Welcome to Julia

Scott Thomas, Institute of Astronomy

Welcome to Julia. This short presentation covers the following topics:

What is Julia?
How can you get started using Julia at the IoA?
What is Julia good at?
What is Julia not good at?

What is Julia?

Julia is a new scientific language designed for "greedy, unreasonable, demanding" programmers who want speed, flexibility, and usability.

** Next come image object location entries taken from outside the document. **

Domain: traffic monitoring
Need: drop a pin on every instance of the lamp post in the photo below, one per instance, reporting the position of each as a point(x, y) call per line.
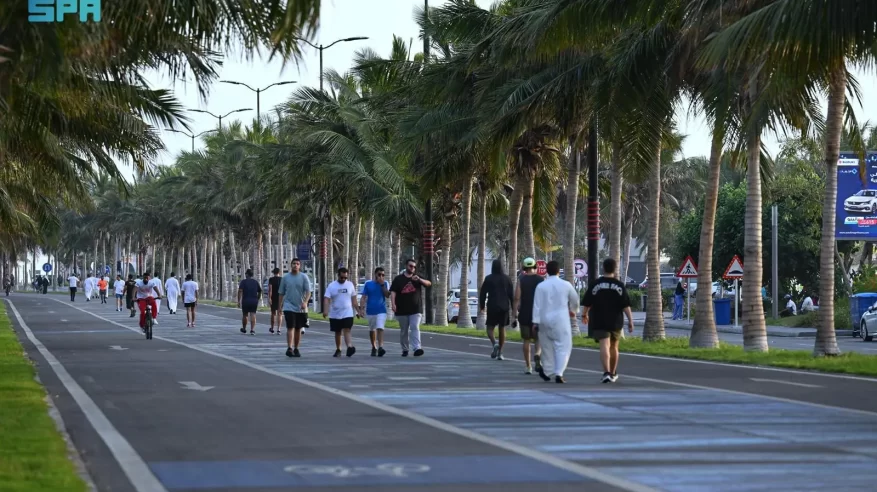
point(220, 117)
point(323, 243)
point(193, 137)
point(258, 93)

It's a young language - in open development for about three years - but it shows a lot of promise. In particular, Julia promises to help break the "two-language problem". In science, one often wants to try out things on a small scale, develop code interactively, and tinker, before settling down to make it run fast on large amounts of data. Many scientists and programmers find that they need to move between two languages to do this: a dynamic language like Python that is easy to code in, and a fast language like C that gives numerical power. For many of us who aren't the best programmers in the world (myself definitely included), doing this incurs a significant overhead as we struggle with two different languages. Julia aims to remove the need for this division.

Speed with flexibility

Here are benchmark results from a number of algorithms implemented in various languages. It's important to note that aren't based on writing optimal code in every situation. Rather, they're intended to show what sort of raw speed you can get by writing the same algorithm (which may be relatively naïve) in different languages. In general, Julia can provide speeds to within a factor of 2 of C, and orders of magnitude faster than dynamic languages like Python or Matlab.

Familiarity

Users of Matlab, Python or IDL will be right at home.



In [1]:

    
# mathematical operations
[1,2,3] + [4,5,6]
# => [5, 7, 9]

# nice short functions
f(x) = 7x
f(3)
# => 21

# arrays
onetwothree = [1,2,3]
notseven = [1:6; 8:10]
square = [1 2 3;
          4 5 6;
          7 8 9]

# indexing
square[2,3]









    Out[1]:





6

Easily call Python...

Julia has a very good "foreign function interface" - it's easy to work with stuff written in other languages. This is important for a young language, as it makes it possible to draw on vast libraries of Python code which don't yet have equivalents in Julia.



In [2]:

    
using PyCall
@pyimport astropy.io.fits as fits
hdulist = fits.open("data/fits-spectrum.fits")
hdrdata = hdulist[2][:data]

hdrdata["DATAMAX"]









    Out[2]:





PyObject chararray(['  2.7387550E-15', '  1.9348280E-15'], 
      dtype='|S15')

... and use Matplotlib



In [3]:

    
using PyPlot
f(x, y) = (1 - x^2) + (y - x^2)^2
xs = linspace(-2, 2)
ys = linspace(-1, 3)
zs = [f(x,y) for x in xs, y in ys];

surf(xs, ys, zs, cmap="Spectral_r")









    



INFO: Loading help data...






    












    Out[3]:





PyObject <mpl_toolkits.mplot3d.art3d.Poly3DCollection object at 0x7f26e687f050>

Or use Julia's own (pretty) plotting libraries

Of course, Julia has its own plotting libraries like Winston and Gadfly (below).



In [4]:

    
import Gadfly

funcs = [sin, cos, besselj1]
Gadfly.plot(funcs, 0, 8)









    Out[4]:

How to get started

Three ways to run Julia

On your own computer

... from the Julia website

You can download Julia and install it on your own computer. As of the time of writing, version 0.3.6 is the stable version.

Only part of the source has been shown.